What is the kinase that starts this process? In renal proximal tubules and lung alveolar epithelia, PKC-ζ is the kinase (14), based on the work from Chen and coworkers. They have shown that PKC-ζ phosphorylation of the α₁-subunit occurs in response to two different stimuli, dopamine and hypoxia (16, 18). This kinase begins the process, but interestingly, also appears to be involved in enhancing the interaction between the tyrosine-based motif in the α₁-subunit and the central player in this process, AP-2 through phosphorylation of the μ2 subunit (14). Although the role of AAK1 cannot be excluded from the present studies (14), the fact that a dominant-negative form of PKC-ζ blocked dopamine-dependent phosphorylation of μ2 indicates that PKC-ζ is somehow involved in this process. Inhibitor studies, however, suggest that AAK1 is involved as well, suggesting a potential kinase cascade. Are both kinases involved somehow? The lack of specific AAK1 kinase inhibitors makes this question difficult to address.

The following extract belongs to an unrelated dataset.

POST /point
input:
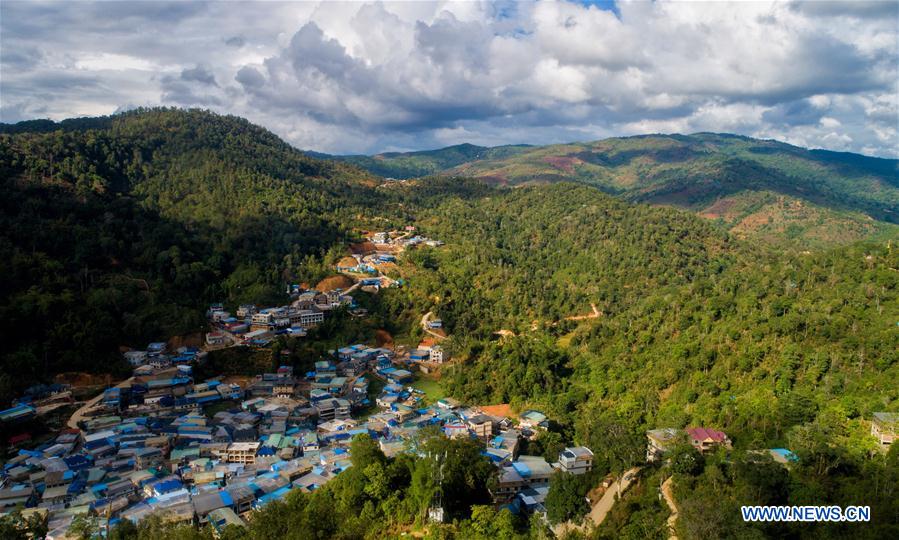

The studies by Chen and coworkers provide a framework for understanding how stimulation by a G protein–coupled receptor in renal epithelial cells and or by hypoxia (generated by mitochondrial reactive oxygen species) in lung alveolar epithelia result in similar cellular consequences, that is, removal of Na⁺-K⁺-ATPase pumps from the cell surface. What is the functional significance of this type of response? In the renal epithelia, the answer is straightforward: regulation of sodium and phosphate excretion. In airway epithelia, the answer is less clear, since a decrease in fluid clearance during hypoxia leads to airway complications that include edema and impaired gas exchange. Future studies investigating the relationship between PKC-ζ and AAK1 would help clarify the final steps in this process. Understanding the molecular details of Na⁺-K⁺-ATPase endocytosis in both renal and lung epithelia has important implications in treating hypertension as well as severe hypoxia or pulmonary edema. The fact that similar cellular mechanisms in different cell types regulate endocytosis of this essential transporter after a physiologic stimulus (dopamine) and after a pathologic stimulus (hypoxia) will continue to make this an intriguing area of investigation.